A long day yesterday, getting through a colonoscopy, one of those unpleasant procedures we don’t like to talk about. My son took me to lunch afterwards in Lodi. It didn’t seem like a good idea to carry an expensive camera along with me, but I always have my tiny Canon as a spare. On the way home, I stopped for a haircut and a pleasant visit with friends in Angels Camp, Bill and June Foster. We had a glass of wine and went through their scrapbooks on Turkey and Nepal. The night was so warm, we could sit on their deck and enjoy the moon in our shirt sleeves.
This is December. When I got home, Karen told me the water situation is so drastic, our water company warned we will be water rationing with huge fines, up to $1000 for overages. This weekend I have to decide what plants should be allowed to die by reducing my sprinkling system to half. I could see it coming.
My friend John Seiferth had a sign from the 1970’s during a long-term California drought. It was before I was blogging and I didn’t think to get a picture of it. KEEP IT MELLOW YELLOW. IF ITS BROWN FLUSH IT DOWN. Oh, boy. As my kids used to say. Gross!

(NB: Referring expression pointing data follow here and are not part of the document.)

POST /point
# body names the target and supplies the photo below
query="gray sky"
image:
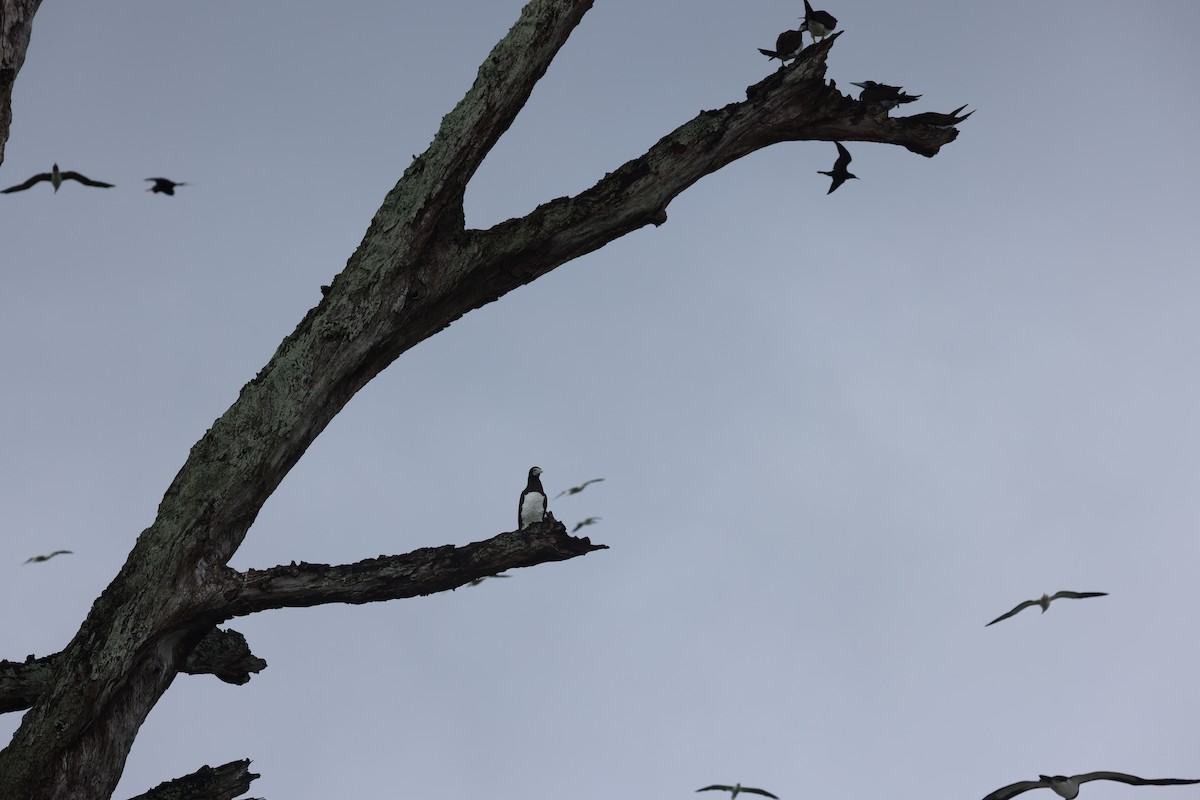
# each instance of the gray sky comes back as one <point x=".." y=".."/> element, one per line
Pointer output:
<point x="840" y="433"/>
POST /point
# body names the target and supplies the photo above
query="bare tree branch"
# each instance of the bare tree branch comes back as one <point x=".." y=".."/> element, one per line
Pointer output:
<point x="16" y="24"/>
<point x="222" y="782"/>
<point x="223" y="654"/>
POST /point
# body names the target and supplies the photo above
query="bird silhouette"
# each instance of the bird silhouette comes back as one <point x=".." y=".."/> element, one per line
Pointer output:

I know the drill, shorter showers, curb your garden water, don’t water your car, fill your dishwasher full before turning it on. Don’t let the water run while brushing your teeth.
I decided I needed to do something soothing so I went through some picture albums. I like benches, fun signs, barns, mailboxes, birdhouses, artwork, teapots, rugs, quilts, and I take pictures of stuff like that wherever I go.
I love this painting so much, I keep a copy of it on my desktop. It was in a Museum somewhere, but I’ve forgotten where. I was just grateful they allowed me to photograph it.
This is a painting of Rene Wiley’s alley series. She has a gallery in Galveston, Texas.
This painting is by Lawrence LeVeque.
This is another of Leveque’s. I met the artist and when I bought this painting from him, I didn’t think to take his picture. Darn. He gave me great advice on how to keep your oil paintings healthy. I have a big painting in my dining room I’ve allowed to get sun damaged. It happens slowly. It only took sun for a short time each day in the winter. I didn’t notice it until the damage was done.
I still have medical appointments in the coming days. A mammogram and an echogram, plus never-ending paperwork. From my compromised credit cards, I have to make arrangement for those bills that were automatically drawn from those credit cards. It is easy to forget, until you get that phone call.